Using a Decision Tree Algorithm Predictive Model for Sperm Count Assessment and Risk Factors in Health Screening Population

Risk Manag Healthc Policy. 2023 Nov 16:16:2469-2478. doi: 10.2147/RMHP.S433193. eCollection 2023.

Abstract

Purpose: Approximately 20% of couples face infertility challenges and struggle to conceive naturally. Despite advances in artificial reproduction, its success hinges on sperm quality. Our previous study used five machine learning (ML) algorithms, random forest, stochastic gradient boosting, least absolute shrinkage and selection operator regression, ridge regression, and extreme gradient boosting, to model health data from 1375 Taiwanese males and identified ten risk factors affecting sperm count.

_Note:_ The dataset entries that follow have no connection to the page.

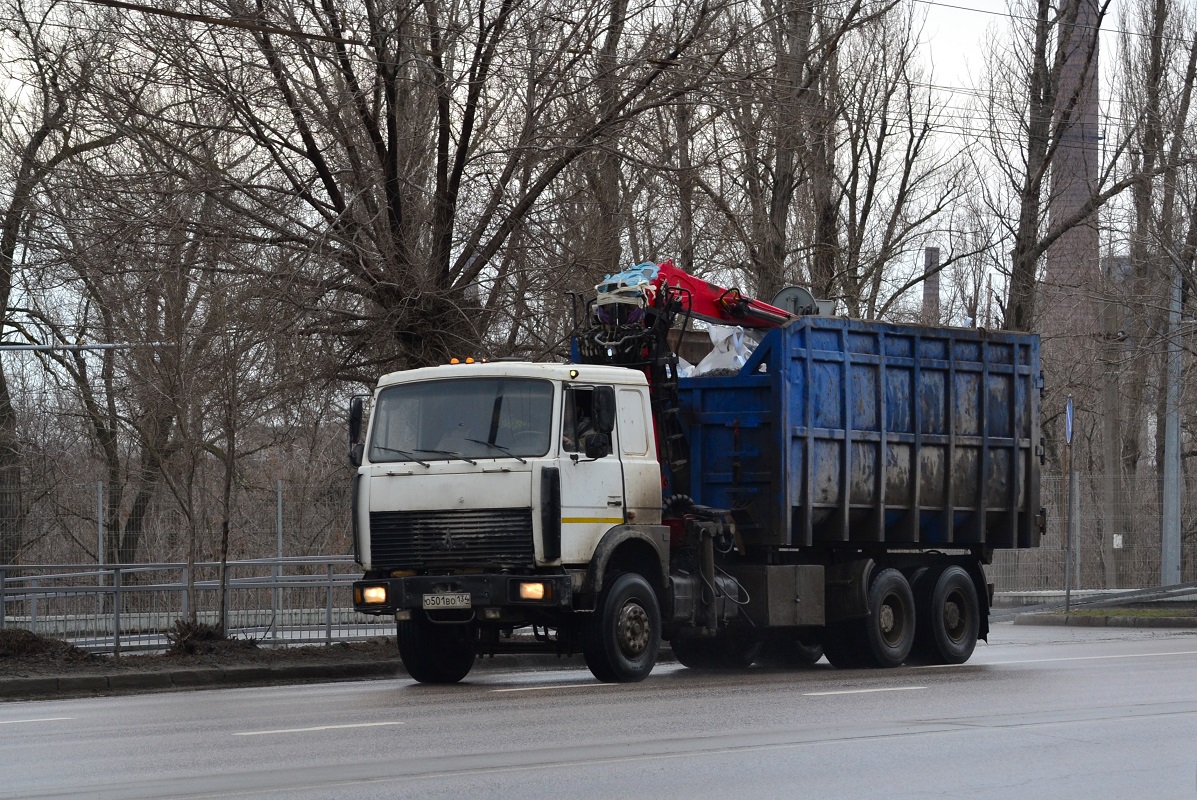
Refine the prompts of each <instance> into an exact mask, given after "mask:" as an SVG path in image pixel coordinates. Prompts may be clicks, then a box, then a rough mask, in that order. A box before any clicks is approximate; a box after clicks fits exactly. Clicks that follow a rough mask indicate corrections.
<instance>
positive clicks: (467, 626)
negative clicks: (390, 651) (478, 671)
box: [396, 619, 474, 684]
mask: <svg viewBox="0 0 1197 800" xmlns="http://www.w3.org/2000/svg"><path fill="white" fill-rule="evenodd" d="M473 634H474V626H473V625H436V624H433V623H430V622H424V620H414V619H413V620H406V622H401V623H399V631H397V636H396V638H397V640H399V657H401V659H402V660H403V667H405V668H406V669H407V674H409V675H412V678H414V679H415V680H418V681H420V683H421V684H455V683H457V681H460V680H461V679H462V678H464V677H466V675H468V674H469V671H470V669H472V668H473V666H474V642H473Z"/></svg>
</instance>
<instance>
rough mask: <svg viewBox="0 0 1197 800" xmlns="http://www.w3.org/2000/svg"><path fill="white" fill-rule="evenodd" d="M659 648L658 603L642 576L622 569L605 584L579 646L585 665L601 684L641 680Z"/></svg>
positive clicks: (644, 675)
mask: <svg viewBox="0 0 1197 800" xmlns="http://www.w3.org/2000/svg"><path fill="white" fill-rule="evenodd" d="M660 649H661V606H660V604H658V602H657V595H656V593H655V592H654V590H652V587H651V586H649V582H648V581H646V580H644V577H643V576H640V575H637V574H636V572H624V574H621V575H618V576H615V577H614V578H613V580H612V581H610V582H609V583H608V584H607V587H606V589H604V590H603V593H602V596H601V598H600V601H598V607H597V608H596V610H595V613H594V618H593V619H591V620H590V623H589V625H588V628H587V631H585V637H584V641H583V647H582V655H583V656H585V660H587V666H588V667H590V672H593V673H594V675H595V678H597V679H598V680H602V681H603V683H636V681H639V680H644V679H645V678H648V677H649V673H650V672H652V667H654V666H656V663H657V650H660Z"/></svg>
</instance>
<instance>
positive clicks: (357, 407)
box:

Methods: We employed the CART algorithm to generate decision trees using identified risk factors to predict healthy sperm counts. Four error metrics, SMAPE, RAE, RRSE, and RMSE, were used to evaluate the decision trees. We identified the top five decision trees based on their low errors and discussed in detail the tree with the least error.

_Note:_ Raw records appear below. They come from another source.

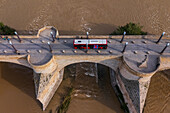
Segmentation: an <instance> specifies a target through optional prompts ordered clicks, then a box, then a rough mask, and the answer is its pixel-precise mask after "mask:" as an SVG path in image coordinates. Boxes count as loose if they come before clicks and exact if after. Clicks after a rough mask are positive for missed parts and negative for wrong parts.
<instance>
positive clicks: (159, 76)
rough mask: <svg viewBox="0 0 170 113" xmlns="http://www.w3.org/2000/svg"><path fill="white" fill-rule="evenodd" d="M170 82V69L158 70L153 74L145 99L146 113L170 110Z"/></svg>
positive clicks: (158, 111)
mask: <svg viewBox="0 0 170 113" xmlns="http://www.w3.org/2000/svg"><path fill="white" fill-rule="evenodd" d="M169 84H170V69H167V70H163V71H158V72H157V73H155V74H154V75H153V76H152V78H151V82H150V86H149V90H148V93H147V97H146V101H145V108H144V113H156V112H158V113H168V112H170V111H169V108H168V107H169V106H170V102H169V96H170V95H169V92H170V88H169ZM150 108H153V109H150Z"/></svg>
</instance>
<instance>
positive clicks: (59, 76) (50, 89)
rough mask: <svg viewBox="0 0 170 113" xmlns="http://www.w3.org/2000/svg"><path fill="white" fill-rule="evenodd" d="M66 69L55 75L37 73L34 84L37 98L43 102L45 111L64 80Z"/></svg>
mask: <svg viewBox="0 0 170 113" xmlns="http://www.w3.org/2000/svg"><path fill="white" fill-rule="evenodd" d="M63 73H64V68H63V69H62V70H60V71H59V70H56V71H54V72H53V73H35V72H34V83H35V92H36V98H37V99H38V100H39V101H40V102H41V104H42V107H43V110H45V109H46V107H47V105H48V104H49V102H50V100H51V98H52V97H53V95H54V93H55V92H56V90H57V88H58V87H59V85H60V83H61V82H62V80H63Z"/></svg>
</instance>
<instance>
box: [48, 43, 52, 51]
mask: <svg viewBox="0 0 170 113" xmlns="http://www.w3.org/2000/svg"><path fill="white" fill-rule="evenodd" d="M48 45H49V48H50V52H51V53H52V47H51V45H50V42H48Z"/></svg>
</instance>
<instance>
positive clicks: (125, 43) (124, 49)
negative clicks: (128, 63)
mask: <svg viewBox="0 0 170 113" xmlns="http://www.w3.org/2000/svg"><path fill="white" fill-rule="evenodd" d="M127 45H128V42H126V43H125V46H124V48H123V50H122V53H124V52H125V49H126V46H127Z"/></svg>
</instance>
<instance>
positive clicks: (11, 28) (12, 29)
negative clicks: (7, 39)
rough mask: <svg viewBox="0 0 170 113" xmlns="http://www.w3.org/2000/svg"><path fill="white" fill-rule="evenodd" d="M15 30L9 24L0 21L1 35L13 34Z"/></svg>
mask: <svg viewBox="0 0 170 113" xmlns="http://www.w3.org/2000/svg"><path fill="white" fill-rule="evenodd" d="M14 32H15V29H13V28H10V27H9V26H7V25H4V24H3V23H2V22H0V35H13V34H14Z"/></svg>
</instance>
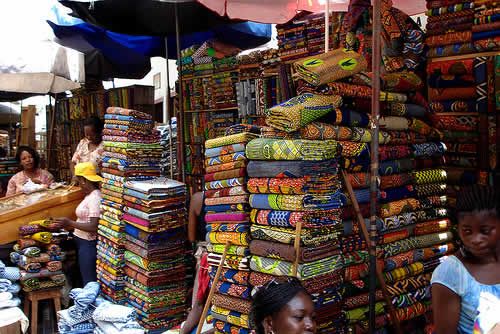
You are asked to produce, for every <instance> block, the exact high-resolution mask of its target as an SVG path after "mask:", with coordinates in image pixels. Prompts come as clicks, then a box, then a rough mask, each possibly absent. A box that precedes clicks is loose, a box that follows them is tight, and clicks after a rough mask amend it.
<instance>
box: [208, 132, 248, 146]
mask: <svg viewBox="0 0 500 334" xmlns="http://www.w3.org/2000/svg"><path fill="white" fill-rule="evenodd" d="M256 137H257V135H256V134H254V133H249V132H243V133H239V134H235V135H231V136H225V137H219V138H215V139H209V140H207V141H205V148H206V149H210V148H216V147H221V146H228V145H233V144H240V143H246V142H248V141H250V140H252V139H254V138H256Z"/></svg>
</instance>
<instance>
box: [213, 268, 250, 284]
mask: <svg viewBox="0 0 500 334" xmlns="http://www.w3.org/2000/svg"><path fill="white" fill-rule="evenodd" d="M216 273H217V267H209V269H208V274H209V275H210V278H211V279H214V277H215V274H216ZM249 277H250V272H249V271H246V270H237V269H228V268H222V271H221V275H220V280H221V281H224V282H229V283H234V284H239V285H249V284H248V280H249Z"/></svg>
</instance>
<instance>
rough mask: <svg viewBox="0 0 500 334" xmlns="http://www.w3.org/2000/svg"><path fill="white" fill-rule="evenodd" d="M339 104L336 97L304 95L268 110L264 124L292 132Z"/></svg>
mask: <svg viewBox="0 0 500 334" xmlns="http://www.w3.org/2000/svg"><path fill="white" fill-rule="evenodd" d="M341 102H342V98H341V97H340V96H338V95H331V96H322V95H315V94H310V93H304V94H301V95H299V96H296V97H293V98H291V99H290V100H288V101H285V102H283V103H280V104H278V105H276V106H274V107H272V108H269V110H268V111H267V115H268V116H267V117H266V124H268V125H270V126H272V127H273V128H276V129H278V130H282V131H286V132H294V131H297V130H299V128H300V127H302V126H305V125H307V124H309V123H311V122H312V121H315V120H317V119H318V118H320V117H321V116H324V115H326V114H327V113H329V112H331V111H333V110H335V109H336V108H338V107H339V106H340V104H341ZM247 149H248V146H247Z"/></svg>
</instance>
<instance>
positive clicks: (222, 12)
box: [197, 0, 426, 24]
mask: <svg viewBox="0 0 500 334" xmlns="http://www.w3.org/2000/svg"><path fill="white" fill-rule="evenodd" d="M197 1H198V2H199V3H201V4H203V5H204V6H206V7H207V8H209V9H211V10H213V11H214V12H216V13H217V14H219V15H220V16H227V17H228V18H230V19H233V20H234V19H240V20H248V21H253V22H262V23H276V24H279V23H286V22H288V21H290V20H291V19H292V18H293V17H294V16H295V15H296V14H297V12H298V11H301V10H307V11H310V12H322V11H324V10H325V2H326V1H327V0H197ZM389 1H390V0H389ZM392 2H393V6H394V7H396V8H399V9H401V10H402V11H403V12H405V13H406V14H408V15H415V14H421V13H423V12H425V10H426V7H425V1H424V0H393V1H392ZM348 6H349V0H330V10H331V11H337V12H341V11H343V12H346V11H347V7H348Z"/></svg>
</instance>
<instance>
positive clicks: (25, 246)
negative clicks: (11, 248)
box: [0, 219, 68, 306]
mask: <svg viewBox="0 0 500 334" xmlns="http://www.w3.org/2000/svg"><path fill="white" fill-rule="evenodd" d="M67 236H68V232H61V225H60V224H57V223H55V222H53V221H52V220H51V219H46V220H37V221H33V222H30V223H29V224H28V225H22V226H20V227H19V240H18V241H17V243H16V244H15V245H14V251H13V252H12V253H10V259H11V261H12V262H13V263H14V264H16V265H17V266H18V267H19V268H20V273H19V270H17V271H12V268H9V272H11V273H13V274H11V276H12V279H14V278H17V279H20V283H21V286H22V289H23V291H25V292H32V291H38V290H46V289H61V288H62V287H63V286H64V284H65V282H66V276H65V275H64V272H63V271H62V262H61V261H62V260H63V258H64V254H63V253H62V252H61V247H60V246H59V243H60V242H61V241H62V240H64V239H66V238H67ZM0 267H1V266H0ZM0 270H1V269H0ZM16 276H17V277H16ZM6 278H10V277H6ZM3 284H4V285H6V284H7V285H10V284H8V282H3ZM13 288H15V287H13ZM15 290H17V292H19V289H15ZM8 292H13V293H14V292H15V291H8ZM12 306H17V305H12Z"/></svg>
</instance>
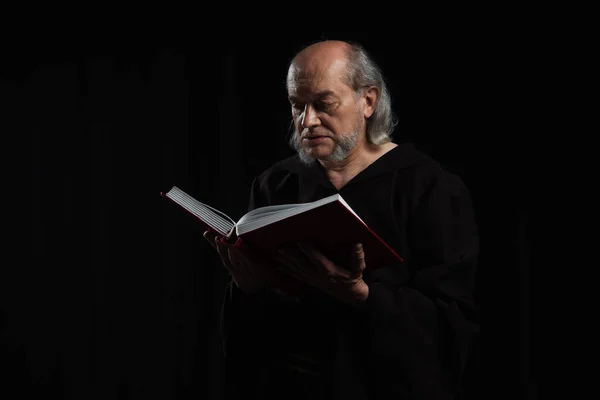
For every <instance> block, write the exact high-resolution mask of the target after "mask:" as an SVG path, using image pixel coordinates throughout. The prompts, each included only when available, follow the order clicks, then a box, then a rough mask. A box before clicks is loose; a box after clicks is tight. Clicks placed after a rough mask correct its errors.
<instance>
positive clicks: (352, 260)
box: [352, 243, 367, 273]
mask: <svg viewBox="0 0 600 400" xmlns="http://www.w3.org/2000/svg"><path fill="white" fill-rule="evenodd" d="M366 266H367V264H366V263H365V251H364V249H363V245H362V243H356V244H355V245H354V252H353V253H352V269H353V272H355V273H362V272H363V271H364V270H365V268H366Z"/></svg>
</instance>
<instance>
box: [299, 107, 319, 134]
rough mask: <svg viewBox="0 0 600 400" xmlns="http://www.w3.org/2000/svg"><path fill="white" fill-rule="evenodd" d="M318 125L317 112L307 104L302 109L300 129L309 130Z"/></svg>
mask: <svg viewBox="0 0 600 400" xmlns="http://www.w3.org/2000/svg"><path fill="white" fill-rule="evenodd" d="M320 123H321V120H320V119H319V117H318V115H317V110H315V108H314V107H313V106H312V105H310V104H307V105H306V106H305V107H304V115H303V116H302V127H303V128H310V127H313V126H317V125H319V124H320Z"/></svg>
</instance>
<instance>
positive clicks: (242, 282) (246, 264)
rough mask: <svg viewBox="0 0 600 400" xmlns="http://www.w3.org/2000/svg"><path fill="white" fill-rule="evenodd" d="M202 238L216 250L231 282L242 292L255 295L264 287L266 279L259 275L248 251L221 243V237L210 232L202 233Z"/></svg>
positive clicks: (211, 231)
mask: <svg viewBox="0 0 600 400" xmlns="http://www.w3.org/2000/svg"><path fill="white" fill-rule="evenodd" d="M203 236H204V238H205V239H206V240H207V241H208V243H210V245H211V246H212V247H213V248H215V250H217V253H219V256H220V257H221V260H222V261H223V265H224V266H225V268H227V270H228V271H229V273H230V274H231V278H232V279H233V282H234V283H235V284H236V285H237V286H238V287H239V288H240V289H241V290H242V291H244V292H247V293H256V292H258V291H259V290H260V289H262V288H263V287H264V286H265V285H266V282H267V279H266V277H265V276H264V275H263V274H262V273H261V268H260V267H259V266H258V265H257V261H256V258H255V257H254V256H253V255H252V254H250V253H249V251H242V250H240V249H239V248H237V247H233V246H228V245H226V244H224V243H222V242H221V241H220V239H221V236H219V235H218V234H216V233H215V232H213V231H211V230H208V231H206V232H204V235H203Z"/></svg>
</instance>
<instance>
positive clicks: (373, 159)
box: [319, 142, 397, 190]
mask: <svg viewBox="0 0 600 400" xmlns="http://www.w3.org/2000/svg"><path fill="white" fill-rule="evenodd" d="M396 146H397V145H396V144H395V143H392V142H389V143H385V144H382V145H379V146H376V145H372V144H366V145H363V146H360V147H357V148H356V149H355V151H353V152H352V153H350V155H349V156H348V157H347V158H346V159H344V160H342V161H322V160H319V163H321V165H322V166H323V168H324V169H325V173H326V174H327V177H328V178H329V180H330V181H331V183H332V184H333V186H335V188H336V189H337V190H340V189H341V188H342V187H343V186H345V185H346V184H347V183H348V182H350V180H352V178H354V177H355V176H356V175H358V174H359V173H360V172H361V171H363V170H364V169H366V168H367V167H368V166H369V165H371V164H372V163H373V162H375V161H376V160H377V159H378V158H379V157H381V156H382V155H384V154H385V153H387V152H388V151H390V150H391V149H393V148H394V147H396Z"/></svg>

Results: The decision tree featuring the least error, comprising BMI, UA, ST, T-Cho/HDL-C ratio, and BUN, corroborated the negative impacts of metabolic syndrome, particularly high BMI, on sperm count, while emphasizing the link between good sleep and male fertility. Our study also sheds light on the potentially significant influence of high BUN on spermatogenesis. Two novel risk factors, T-Cho/HDL-C and UA, warrant further investigation.

Conclusion: The ML algorithm established a predictive model for healthcare personnel to assess low sperm counts. Refinement of the model using additional data is crucial for improved precision. The risk factors identified offer avenues for future investigations.

Keywords: decision tree; food metabolite; metabolic syndrome; sleep time; sperm count.